Everyone fears and hatsd me. The children never played with me, the adults stared at me with accusing eyes.
My insides were being burned, especially the one you call the 'heart'. The only friend I ever had was my teddy bear. Ai. It means love. I gave him that name because I wanted to be loved. To be held with care and compassion, sang to with a lullaby and scolded for my safety.
It was raining outside. Good. The world is feeling the same pain I'm in. shifting on my position, I sit down, my hands on the window pane. Following every drop of water that trickles down slowly, and the glow that each of them held. Why does misery look so beautiful?
Questions were circling in my mind. I laid down and dismissed all thoughts and hugged Ai closer to me.
I am now thirteen, and Shukaku had been taken away from me. Though, I am still the Kazekage.

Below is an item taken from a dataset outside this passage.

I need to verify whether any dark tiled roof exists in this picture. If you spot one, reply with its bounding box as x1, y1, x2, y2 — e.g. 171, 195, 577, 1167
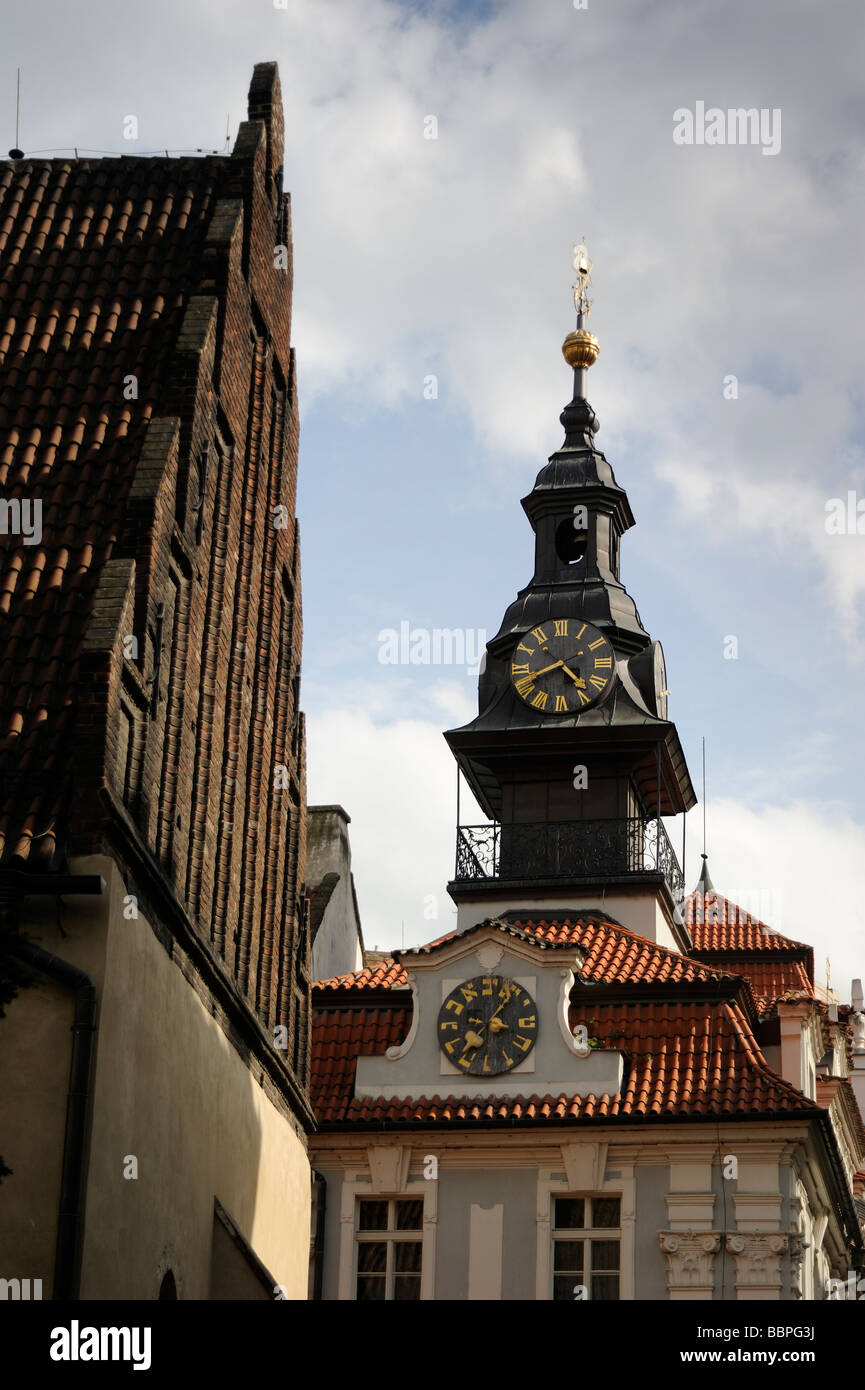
684, 892, 811, 951
313, 915, 815, 1125
314, 915, 723, 991
0, 157, 231, 866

It had also been a year after my fight with the Uzumaki. My life slowly became better that day. And my siblings, Kankuro and Temari do their best to comfort him every night.
"Can't sleep?" Kankuro replied, placing a warm hand on my shoulder. We had been closer than our previous years and he's usually the one who always stays with me a night.
"Don't worry. Were here remember? Wo ai ni." He smiled. As he sang a lullaby.
Drifting off to sleep with a small smile on my face, I thought that I was lucky enough to receive a second chance, so in return I said,
"Wo ai ni." I closed my eyes knowing that he smiled at that.